De kosten voor verblijf in Pro Persona zijn vergoed door de verzekeraar en zijn dan ook niet voor toewijzing vatbaar. De kosten voor het trimmen van de hulphond zijn kosten die naar het oordeel van de commissie voor rekening van cliënte dienen te komen.
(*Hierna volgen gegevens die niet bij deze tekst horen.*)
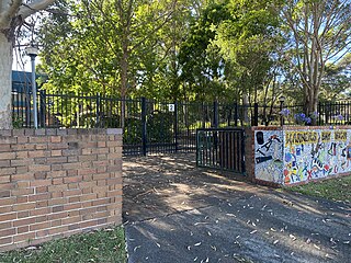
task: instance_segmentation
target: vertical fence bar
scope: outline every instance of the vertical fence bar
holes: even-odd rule
[[[146,99],[141,98],[141,144],[143,144],[143,156],[147,155],[147,137],[146,137]]]
[[[213,103],[213,127],[218,128],[218,102]]]
[[[100,98],[100,93],[97,93],[97,124],[95,124],[95,126],[97,127],[100,127],[101,128],[101,126],[100,126],[100,105],[101,105],[101,98]]]
[[[252,117],[252,126],[259,126],[259,104],[253,104],[253,117]]]
[[[174,127],[173,127],[173,133],[174,133],[174,144],[176,144],[176,152],[178,152],[178,102],[174,101]]]

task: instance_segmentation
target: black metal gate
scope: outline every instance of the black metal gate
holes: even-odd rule
[[[177,104],[146,100],[126,102],[123,153],[176,152]]]
[[[196,130],[196,164],[245,174],[245,130],[201,128]]]

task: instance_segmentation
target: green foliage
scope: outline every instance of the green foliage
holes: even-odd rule
[[[321,100],[344,98],[350,88],[349,60],[341,59],[344,54],[336,55],[350,47],[349,3],[60,0],[56,4],[68,15],[50,13],[39,31],[41,70],[49,76],[44,84],[49,91],[270,106],[282,93],[287,103],[305,103],[316,94],[312,76],[321,76],[317,92]],[[315,75],[302,73],[312,68],[308,61],[317,61],[312,59],[316,42],[310,37],[316,34],[310,30],[318,21],[313,19],[314,7],[319,7],[317,36],[325,44],[319,57],[329,56],[325,64],[315,64]],[[327,28],[328,18],[332,23]],[[306,35],[304,28],[310,32]],[[305,58],[309,60],[304,62]],[[117,122],[114,116],[106,123]]]

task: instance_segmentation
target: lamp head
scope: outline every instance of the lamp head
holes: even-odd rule
[[[38,48],[36,47],[36,46],[34,46],[34,45],[31,45],[31,46],[27,46],[26,48],[25,48],[25,54],[27,55],[27,56],[30,56],[30,57],[36,57],[37,56],[37,54],[38,54]]]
De reiskosten ad € 193,42 die klager heeft gemaakt en gevorderd zal de commissie toewijzen.
Wel staat vast dat de cliënte kosten heeft moeten maken toen duidelijk werd dat zij niet meer naar de locatie kon terugkeren.
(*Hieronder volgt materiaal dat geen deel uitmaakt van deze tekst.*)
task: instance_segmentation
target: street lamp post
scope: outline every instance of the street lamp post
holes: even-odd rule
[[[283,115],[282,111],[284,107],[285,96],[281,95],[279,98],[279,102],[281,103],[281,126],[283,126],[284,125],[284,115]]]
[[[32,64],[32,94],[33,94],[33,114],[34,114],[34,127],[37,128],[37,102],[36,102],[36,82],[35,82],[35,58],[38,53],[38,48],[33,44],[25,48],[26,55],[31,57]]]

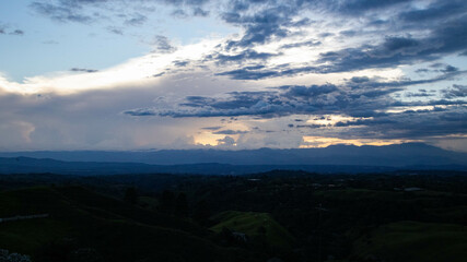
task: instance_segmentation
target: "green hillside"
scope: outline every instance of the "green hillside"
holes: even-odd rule
[[[215,246],[195,224],[82,188],[0,193],[0,217],[33,214],[49,217],[0,223],[0,248],[47,262],[77,261],[84,251],[96,261],[245,260],[238,250]]]
[[[227,228],[246,234],[250,238],[264,236],[269,246],[282,249],[291,249],[295,242],[290,233],[268,213],[226,211],[215,215],[212,219],[219,222],[211,227],[217,233]]]
[[[399,222],[381,226],[354,245],[360,258],[395,262],[463,262],[467,258],[467,227]]]

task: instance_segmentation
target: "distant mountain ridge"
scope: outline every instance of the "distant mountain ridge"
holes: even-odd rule
[[[272,169],[373,172],[397,169],[467,170],[467,154],[422,143],[386,146],[332,145],[297,150],[164,150],[147,152],[0,153],[0,172],[246,174]],[[38,159],[39,158],[39,159]]]
[[[412,166],[466,165],[467,153],[442,150],[423,143],[386,146],[331,145],[292,150],[162,150],[162,151],[42,151],[0,153],[0,157],[51,158],[65,162],[118,162],[150,165],[219,163],[230,165],[357,165]]]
De zorgaanbieder heeft weliswaar gesteld dat cliënte na de crisisopvang kon terugkeren naar de locatie, maar de commissie heeft vastgesteld dat de locatie per 1 april 2022 is gesloten en de andere locatie van de zorgaanbieder in Schalkhaar niet geschikt voor haar was.
De commissie stelt de vergoeding voor de door cliënte gemaakte kosten naar redelijkheid en billijkheid vast op € 1.500,–. Zij zal de zorgaanbieder veroordelen tot het betalen van dit bedrag.
Nu de klachten van gegrond worden verklaard, zal de commissie, onder verwijzing naar artikel 20 van het reglement, de zorgaanbieder tevens veroordelen tot vergoeding aan klager van het door hem betaalde klachtengeld, zijnde een bedrag van € 52,50.
Derhalve wordt als volgt beslist.
Beslissing
De commissie
verklaart de klachten gegrond,
veroordeelt de zorgaanbieder tot het betalen aan cliënte van een bedrag van € 1.500,–, ter zake van de verhuiskosten en tot het betalen aan klager van een bedrag van € 193,42 ter zake van de benzinekosten. Betaling dient binnen één maand na verzending van dit bindend advies plaats te vinden;
veroordeelt de zorgaanbieder tot vergoeding aan klager van het klachtengeld, ten bedrage van € 52,50. Betaling dient binnen één maand na verzending van dit bindend advies plaats te vinden;
wijst het anders of meer gevorderde af.
Aldus beslist door de Geschillencommissie Zorg Algemeen, bestaande uit de heer mr. A.R.O. Mooy, voorzitter, de heer dr. J.W. Stenvers, de heer mr. P.C. de Klerk, leden, in aanwezigheid van mevrouw mr. W. Hartong van Ark, secretaris, op 20 december 2022.